Et aussi des Vautours Fauves… J’en ai compté plus de 70 ensemble, en vol au-dessus d’un point que je ne pouvais distinguer, probablement un cadavre… Et d’autres arrivaient… Ce n’était pas très loin de Monfragüe…

Les Cigognes Blanches sont là… Arpentant l’herbe ou en vol… Sur leur nid aussi, quand elles trouvent dans cet immensité horizontale un pylône ou un bâtiment en ruine assez haut pour s'y installer… Sur la route entre Torrejon el Rubio et Cacèrés, je n’ai noté qu’un cas de nidification arboricole… Mais alors !… Neuf nids sur deux chênes verts côte à côte, des arbres de taille tout à fait moyenne… Les cigognes avaient niché dans ces conditions ici et nulle part ailleurs… Pourquoi ?…

Les cigognes font la relation étroite avec les zones de steppe, où elles se contentent des pylônes, dernier sacrifice désormais concédé à toute verticalité… Je dois dire que pas mal d’espèces sont communes aux deux milieux… Ici, j’ai vu un vol de Glaréoles à Collier d’une trentaine de membres, tournoyant en essaim près du sol, en chasse au-dessus d'un secteur précis dont je ne parvenais pas à découvrir l'intérêt particulier, juste en bord de route… Je me suis arrêté : pas d’eau pour caractériser cet endroit par rapport aux autres… Et des cris assourdissants…

J’ai observé de très nombreux Guêpiers d’Europe, partout où la terre sablonneuse affleurait… Et puis, sur un fil, un Traquet Oreillard… J’ai été surpris de rencontrer cette espèce dans un milieu aussi ouvert, ne l’ayant jusqu’alors observé que dans des paysages broussailleux… 

La ville de Cacérès –sublime –, et comme partout en Espagne : cigognes, cigognes, cigognes !… Mais également des colonies de Faucons Crécerellettes sur les grands édifices, comme dans tous les villes ou bourgs de la région où je suis passé… Ils sont là-haut, tournent au-dessus des tours, plongent entre les clochers et disparaissent à la vue…Pas si faciles à observer sans risquer un torticolis… Et dans les parcs, le chant des Serins Cinis, très nombreux, et des Merles Noirs

Le parc national de Monfragüe

Tout d’abord, c’est beau… Mais je l’ai déjà dit… Falaises… Pentes douces et bombées, s’arrondissant pour épouser les méandres du Tage ou de ses affluents… Des crêtes rocheuses au-dessus de l'ensemble… 

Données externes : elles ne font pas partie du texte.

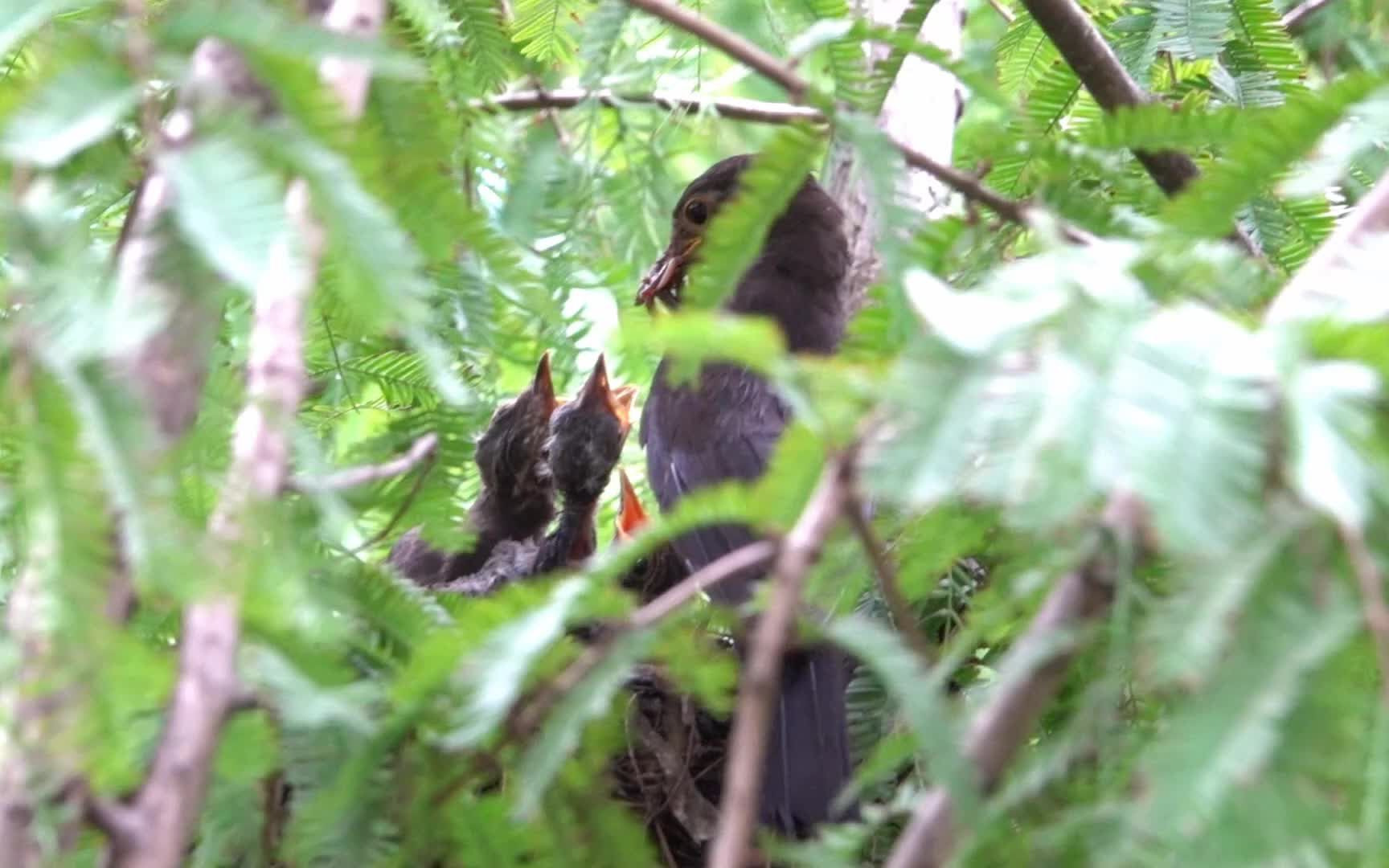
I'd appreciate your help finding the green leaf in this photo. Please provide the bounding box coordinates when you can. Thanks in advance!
[0,0,92,57]
[514,631,654,818]
[0,59,141,168]
[1285,361,1382,529]
[439,578,588,748]
[511,0,574,63]
[1164,76,1381,236]
[1135,571,1357,840]
[160,137,290,292]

Végétation aux odeurs capiteuses… Plutôt rase… Une sorte de petite dehesa sur un tapis de broussailles… Dans un relief âpre et sans pitié…

A Villareal de San Carlos, rien d’extraordinaire… Rougequeues Noirs sur les bâtiments… Nombreux Moineaux Domestiques… Des Etourneaux Unicolores… Et des Hirondelles Rustiques qui nichent sous les appentis… Des Chardonnerets Elégants entre les maisons…

Au petit matin, avant que les oiseaux ne s'envolent, ils suffit de suivre la route qui sillonne le parc pour observer des Cerfs Elaphes et leurs biches…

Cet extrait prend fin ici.